As LLM became more powerful, hallucinations proved stubbornly difficult to avoid. Even the smartest models will make errors. There are ways to detect these errors, but the industry is still figuring out the best methods.
Perhaps the company, which just raised $9 million in seed funding from Andreessen Horowitz, is trying to build a more rigorous method to spot these mistakes.
As stated by founder Peter Elias (pictured above), the company’s goal is to prevent hallucinations and simple factual errors from reaching users, and to achieve 99.99% accuracy, which is common in deterministic systems but much harder to achieve with AI. Ultimately, bringing LLM to that level of precision requires rethinking many of the fundamental assumptions of AI engineering.
Perhaps the company’s first product is a data science tool built to derive quick answers from complex datasets. Each result is accompanied by a citation and audit trail about how it was developed. This is an increasingly common technique among AI tools.
But preventing errors from creeping into these summaries required an elaborate harness system that Elias describes as a “data science mech suit.” The LLM’s first pass answers are checked against a deterministic validation system, and results that do not match the dataset are returned. Importantly, the LLM is trained on validators and the entire system is optimized for fast and accurate answers, the company said.
“What we learned building this is that the better the harness engineering, the weaker the model can be,” Elias says. “If you can adjust the context enough, the model doesn’t have to work as hard to do the right thing. Essentially, this is an exercise in reducing ambiguity.”
This will likely allow the company’s data science tools to run on significantly smaller AI models. Elias said the current version runs on a model that is “four classes weaker than the Frontier model,” which means it can run on local hardware (i.e., on desktop computers rather than in a data center), significantly reducing the token costs associated with using AI.

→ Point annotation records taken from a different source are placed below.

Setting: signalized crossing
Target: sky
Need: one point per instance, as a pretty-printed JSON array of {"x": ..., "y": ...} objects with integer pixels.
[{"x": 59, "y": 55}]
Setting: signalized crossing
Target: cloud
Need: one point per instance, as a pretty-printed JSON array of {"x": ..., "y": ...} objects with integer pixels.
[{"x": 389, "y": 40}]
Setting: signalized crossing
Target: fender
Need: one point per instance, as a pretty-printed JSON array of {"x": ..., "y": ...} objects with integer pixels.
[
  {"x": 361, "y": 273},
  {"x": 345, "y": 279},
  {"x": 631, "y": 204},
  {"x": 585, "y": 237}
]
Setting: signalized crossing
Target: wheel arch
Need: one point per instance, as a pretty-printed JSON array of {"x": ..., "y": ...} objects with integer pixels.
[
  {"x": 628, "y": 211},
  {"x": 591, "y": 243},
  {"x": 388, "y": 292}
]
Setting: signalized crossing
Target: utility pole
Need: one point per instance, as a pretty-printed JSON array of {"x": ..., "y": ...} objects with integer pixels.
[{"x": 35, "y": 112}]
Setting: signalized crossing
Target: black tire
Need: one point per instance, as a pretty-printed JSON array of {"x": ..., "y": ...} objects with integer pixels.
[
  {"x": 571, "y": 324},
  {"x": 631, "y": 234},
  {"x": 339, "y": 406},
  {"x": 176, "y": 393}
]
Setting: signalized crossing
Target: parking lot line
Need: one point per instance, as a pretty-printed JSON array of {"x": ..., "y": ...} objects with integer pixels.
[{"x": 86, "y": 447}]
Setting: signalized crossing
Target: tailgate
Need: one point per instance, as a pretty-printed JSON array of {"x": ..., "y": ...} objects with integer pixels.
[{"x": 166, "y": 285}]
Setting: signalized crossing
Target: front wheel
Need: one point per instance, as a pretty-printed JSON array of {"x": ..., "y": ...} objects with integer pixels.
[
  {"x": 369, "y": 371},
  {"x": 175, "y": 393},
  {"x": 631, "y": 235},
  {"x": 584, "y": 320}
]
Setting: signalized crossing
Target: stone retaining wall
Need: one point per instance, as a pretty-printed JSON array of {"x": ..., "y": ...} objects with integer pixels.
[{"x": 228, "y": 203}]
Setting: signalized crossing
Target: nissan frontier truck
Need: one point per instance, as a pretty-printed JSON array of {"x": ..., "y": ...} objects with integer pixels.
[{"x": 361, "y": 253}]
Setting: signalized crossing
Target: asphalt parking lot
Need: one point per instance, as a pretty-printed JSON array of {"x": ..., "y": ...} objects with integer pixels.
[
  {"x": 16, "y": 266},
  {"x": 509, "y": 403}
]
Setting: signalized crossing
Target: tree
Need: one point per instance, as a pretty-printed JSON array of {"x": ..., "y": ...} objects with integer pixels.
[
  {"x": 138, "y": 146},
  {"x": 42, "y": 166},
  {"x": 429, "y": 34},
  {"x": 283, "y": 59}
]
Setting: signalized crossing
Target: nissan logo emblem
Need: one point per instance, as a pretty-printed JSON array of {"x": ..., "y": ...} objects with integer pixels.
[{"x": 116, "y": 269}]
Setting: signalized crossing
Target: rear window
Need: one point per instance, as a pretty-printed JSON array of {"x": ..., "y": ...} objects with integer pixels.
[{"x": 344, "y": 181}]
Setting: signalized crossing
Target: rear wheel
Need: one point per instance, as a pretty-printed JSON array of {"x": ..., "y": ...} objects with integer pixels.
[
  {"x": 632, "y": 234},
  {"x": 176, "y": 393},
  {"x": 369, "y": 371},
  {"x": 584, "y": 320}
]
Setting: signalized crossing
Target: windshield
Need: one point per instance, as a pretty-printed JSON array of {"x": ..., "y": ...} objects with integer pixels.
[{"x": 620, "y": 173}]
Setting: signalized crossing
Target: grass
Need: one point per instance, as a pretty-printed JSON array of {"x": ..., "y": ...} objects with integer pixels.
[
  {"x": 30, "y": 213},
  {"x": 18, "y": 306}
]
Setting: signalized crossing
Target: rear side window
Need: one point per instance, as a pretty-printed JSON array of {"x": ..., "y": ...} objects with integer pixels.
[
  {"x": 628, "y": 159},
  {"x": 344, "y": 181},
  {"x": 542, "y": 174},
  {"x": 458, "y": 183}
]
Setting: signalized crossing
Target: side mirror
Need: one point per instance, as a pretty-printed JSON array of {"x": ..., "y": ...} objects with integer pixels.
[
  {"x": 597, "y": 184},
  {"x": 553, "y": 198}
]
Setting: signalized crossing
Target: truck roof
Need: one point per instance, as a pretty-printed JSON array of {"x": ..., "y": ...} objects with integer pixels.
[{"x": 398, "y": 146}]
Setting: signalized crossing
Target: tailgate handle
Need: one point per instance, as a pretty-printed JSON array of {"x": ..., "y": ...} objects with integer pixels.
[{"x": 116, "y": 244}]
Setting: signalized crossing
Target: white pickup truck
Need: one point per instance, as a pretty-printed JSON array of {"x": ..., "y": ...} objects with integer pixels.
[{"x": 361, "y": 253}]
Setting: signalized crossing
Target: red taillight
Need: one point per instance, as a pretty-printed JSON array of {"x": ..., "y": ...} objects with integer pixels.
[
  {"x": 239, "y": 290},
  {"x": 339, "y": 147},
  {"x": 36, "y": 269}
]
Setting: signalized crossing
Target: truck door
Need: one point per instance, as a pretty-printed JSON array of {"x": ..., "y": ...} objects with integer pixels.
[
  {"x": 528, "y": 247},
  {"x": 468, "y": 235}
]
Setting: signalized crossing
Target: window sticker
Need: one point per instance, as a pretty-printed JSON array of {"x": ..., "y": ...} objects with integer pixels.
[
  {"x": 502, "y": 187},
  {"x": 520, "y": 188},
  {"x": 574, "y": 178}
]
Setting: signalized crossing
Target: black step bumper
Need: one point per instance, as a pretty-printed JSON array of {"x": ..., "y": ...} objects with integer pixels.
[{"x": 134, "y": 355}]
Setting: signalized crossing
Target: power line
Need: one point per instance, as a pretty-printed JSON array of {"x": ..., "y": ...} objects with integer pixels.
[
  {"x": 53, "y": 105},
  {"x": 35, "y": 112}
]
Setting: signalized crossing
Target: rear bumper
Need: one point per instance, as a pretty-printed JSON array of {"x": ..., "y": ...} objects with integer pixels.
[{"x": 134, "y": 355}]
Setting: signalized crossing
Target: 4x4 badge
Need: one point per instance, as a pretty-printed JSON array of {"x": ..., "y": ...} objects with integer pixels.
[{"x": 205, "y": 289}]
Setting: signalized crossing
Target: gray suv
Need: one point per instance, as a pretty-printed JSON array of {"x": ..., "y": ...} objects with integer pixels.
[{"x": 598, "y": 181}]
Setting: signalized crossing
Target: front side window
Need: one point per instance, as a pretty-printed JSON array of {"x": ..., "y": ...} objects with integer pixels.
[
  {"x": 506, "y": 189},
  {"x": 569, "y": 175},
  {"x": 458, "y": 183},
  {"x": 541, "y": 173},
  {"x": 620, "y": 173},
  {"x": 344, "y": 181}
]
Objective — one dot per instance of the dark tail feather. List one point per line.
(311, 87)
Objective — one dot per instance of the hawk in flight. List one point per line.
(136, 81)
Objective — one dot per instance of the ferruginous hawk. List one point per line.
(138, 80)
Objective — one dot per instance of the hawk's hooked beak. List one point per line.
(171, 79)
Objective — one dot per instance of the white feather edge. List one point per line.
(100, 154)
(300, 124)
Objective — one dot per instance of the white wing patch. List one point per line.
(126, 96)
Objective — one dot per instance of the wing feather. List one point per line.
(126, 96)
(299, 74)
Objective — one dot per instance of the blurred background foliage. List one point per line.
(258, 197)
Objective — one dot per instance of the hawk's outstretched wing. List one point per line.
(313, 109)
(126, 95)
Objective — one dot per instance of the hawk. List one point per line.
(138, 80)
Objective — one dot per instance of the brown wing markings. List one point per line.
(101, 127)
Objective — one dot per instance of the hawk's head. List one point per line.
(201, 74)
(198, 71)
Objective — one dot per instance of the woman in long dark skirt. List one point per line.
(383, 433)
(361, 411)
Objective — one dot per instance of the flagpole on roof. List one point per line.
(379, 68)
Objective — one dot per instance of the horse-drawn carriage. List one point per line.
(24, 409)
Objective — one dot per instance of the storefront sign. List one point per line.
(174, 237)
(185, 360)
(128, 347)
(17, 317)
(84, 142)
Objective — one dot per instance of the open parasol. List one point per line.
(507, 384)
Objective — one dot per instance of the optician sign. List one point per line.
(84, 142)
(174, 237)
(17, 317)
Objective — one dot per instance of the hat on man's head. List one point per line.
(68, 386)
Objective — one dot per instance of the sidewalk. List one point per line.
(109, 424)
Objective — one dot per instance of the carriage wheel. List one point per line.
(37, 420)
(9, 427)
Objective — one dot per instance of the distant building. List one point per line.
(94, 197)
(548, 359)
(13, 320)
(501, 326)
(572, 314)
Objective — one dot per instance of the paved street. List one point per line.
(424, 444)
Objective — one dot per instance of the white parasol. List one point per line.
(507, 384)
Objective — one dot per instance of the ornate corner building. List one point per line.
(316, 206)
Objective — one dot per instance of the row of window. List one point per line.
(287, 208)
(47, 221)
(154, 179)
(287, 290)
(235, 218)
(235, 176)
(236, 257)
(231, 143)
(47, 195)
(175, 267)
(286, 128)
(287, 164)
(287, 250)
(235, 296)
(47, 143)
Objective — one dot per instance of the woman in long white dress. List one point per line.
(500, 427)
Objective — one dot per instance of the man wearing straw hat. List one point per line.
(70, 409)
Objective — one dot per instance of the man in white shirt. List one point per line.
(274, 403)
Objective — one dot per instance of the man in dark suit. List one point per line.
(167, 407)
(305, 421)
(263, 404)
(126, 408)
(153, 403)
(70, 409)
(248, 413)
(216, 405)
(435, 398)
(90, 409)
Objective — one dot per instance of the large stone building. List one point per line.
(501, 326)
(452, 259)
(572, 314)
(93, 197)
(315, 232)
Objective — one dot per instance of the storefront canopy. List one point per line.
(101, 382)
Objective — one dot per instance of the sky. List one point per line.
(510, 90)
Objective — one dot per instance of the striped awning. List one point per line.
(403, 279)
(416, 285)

This is a welcome idea at a time when token costs are rising and many customers are rethinking their AI budgets. And Elias’ ideas go beyond data science. The same engine can be extended to cover use cases such as accounting and medical services (or, in Elias’s words, “any use case where accuracy is important”).
“I think it’s very interesting that no major AI lab has even tried this,” Elias says. “We are incentivized not to do that because the more times we modify the model, the more profitable it is.”
If you buy through links in our articles, we may earn a small commission. This does not affect editorial independence.